WASHINGTON – A federal judge held five reporters in contempt Wednesday for refusing to identify their sources for stories about Wen Ho Lee (search), a former nuclear weapons scientist once suspected of spying.
U.S. District Judge Thomas Penfield Jackson (search) imposed a fine of $500 a day each for Associated Press reporter H. Josef Hebert; James Risen and Jeff Gerth of The New York Times; Robert Drogin of the Los Angeles Times; and Pierre Thomas of ABC, who was at CNN when the stories were done.
Jackson said the fines would be delayed pending appeals. Attorneys for the journalists said they would appeal.
The reporters contend they provided all the relevant information they could without breaking a commitment to protect their sources. The sanctions come one week after another federal judge held a Time magazine reporter in contempt for refusing to testify before a grand jury investigating the leak of a CIA officer's identity.
"The threat to First Amendment rights that's going on this summer is unprecedented," said Lucy Dalglish, executive director of the Reporters Committee for the Freedom of the Press. "We have reporters being subpoenaed. We have judges issuing illegal prior restraints on the media."
"All this has to do with secrecy. The government is trying to keep more and more secrets all the time, and journalists are working harder to uncover those secrets. Given the terrorism climate, all this has come to a head," she said.
Lee is seeking the identity of the sources for his lawsuit against the departments of Energy and Justice. He alleges the agencies gave reporters private information on him and suggested he was a suspect in an investigation into possible theft of secrets from Los Alamos National Laboratory (search) in New Mexico.

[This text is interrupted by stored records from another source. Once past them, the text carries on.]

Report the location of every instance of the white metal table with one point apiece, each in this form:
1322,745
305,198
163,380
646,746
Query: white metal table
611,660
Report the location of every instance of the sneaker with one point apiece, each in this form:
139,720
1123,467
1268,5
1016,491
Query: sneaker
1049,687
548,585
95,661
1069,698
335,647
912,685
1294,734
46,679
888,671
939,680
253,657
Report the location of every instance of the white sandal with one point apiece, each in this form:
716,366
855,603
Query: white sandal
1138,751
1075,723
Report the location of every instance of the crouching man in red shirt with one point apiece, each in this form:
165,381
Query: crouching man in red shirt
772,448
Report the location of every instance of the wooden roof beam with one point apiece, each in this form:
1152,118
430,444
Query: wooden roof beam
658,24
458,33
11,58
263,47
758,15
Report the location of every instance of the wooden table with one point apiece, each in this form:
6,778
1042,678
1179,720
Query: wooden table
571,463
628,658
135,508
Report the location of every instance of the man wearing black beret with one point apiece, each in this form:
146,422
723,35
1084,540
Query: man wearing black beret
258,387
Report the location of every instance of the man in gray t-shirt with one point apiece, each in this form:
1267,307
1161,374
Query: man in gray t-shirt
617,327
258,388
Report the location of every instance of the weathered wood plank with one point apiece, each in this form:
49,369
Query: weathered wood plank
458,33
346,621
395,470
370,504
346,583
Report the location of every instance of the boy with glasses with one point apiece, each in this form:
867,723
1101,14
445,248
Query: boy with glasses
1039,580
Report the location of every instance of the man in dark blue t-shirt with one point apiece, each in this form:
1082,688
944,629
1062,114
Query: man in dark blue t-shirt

All but one of 59 counts against Lee eventually were dismissed and then-President Clinton apologized for Lee's treatment. He was never charged with espionage. He pleaded guilty to one felony count of mishandling nuclear weapons information.
In his order, Jackson rejected the reporters' arguments that Lee could obtain the information he seeks elsewhere. He said he was holding the five in contempt because they violated his explicit order in October to disclose the information.
"The journalists declined to reveal their confidential sources," Jackson wrote.
Hebert, a 34-year AP veteran, said he was disappointed by Jackson's ruling.
"I believe strongly that when a reporter gives a source the assurance that his or her confidentiality will be protected, he cannot go back on his word," Hebert said. "To do so would be a disservice to the source, destroy the reporter's credibility with future sources and hinder essential newsgathering."
George Freeman, assistant general counsel for The New York Times, said: "The Times continues to believe, as we have for decades, that confidential sources are critical for us to give the public as broad a perspective as possible on the important issues of the day."
Los Angeles Times vice president Martha Goldstein said, "The ruling seriously jeopardizes the press's ability to report about our government's actions and the public's right to know."
During the hearing, Lee's lawyer, Brian Sun, said learning the identities of the journalists' sources was critical to pursuing Lee's privacy action against government officials.
"Although the journalists would posit this as a battle of the First Amendment, we would submit it's not just that," Sun said. "It's undisputed that classified information was leaked and government officials acknowledged there were leaks. (Lee) is being deprived of crucial information."
Jackson's 12-page order avoids addressing the question of First Amendment rights, instead focusing on narrower issues such as whether the reporters truthfully and fully answered questions from Lee's attorney in depositions.
At one point, Jackson calls Gerth's statement in depositions that he could not recall some of his confidential sources "not credible." He also rejected an argument from attorneys that the subpoenas effectively punished reporters for publishing information they lawfully obtained.
Lee is "not seeking to 'punish' the journalists for publishing the information; rather, he seeks an order of contempt because they will not reveal sources that they have been ordered to reveal," Jackson wrote.
Last week, U.S. District Judge Thomas Hogan in Washington held Time magazine reporter Matthew Cooper in contempt for failing to reveal sources as part of the investigation into the leak of the identity of CIA officer Valerie Plame. Prosecutors have subpoenaed at least four other journalists, and Cooper is appealing.
"Reporters' ability to quote sources anonymously is a fundamental and crucial tool in getting important information to the public," said Stuart Wilk, vice president and associate editor of The Dallas Morning News and president of the Associated Press Managing Editors Association.
"Courts have held repeatedly that journalists can protect their sources. APME would hope that that principle ultimately will prevail," he said.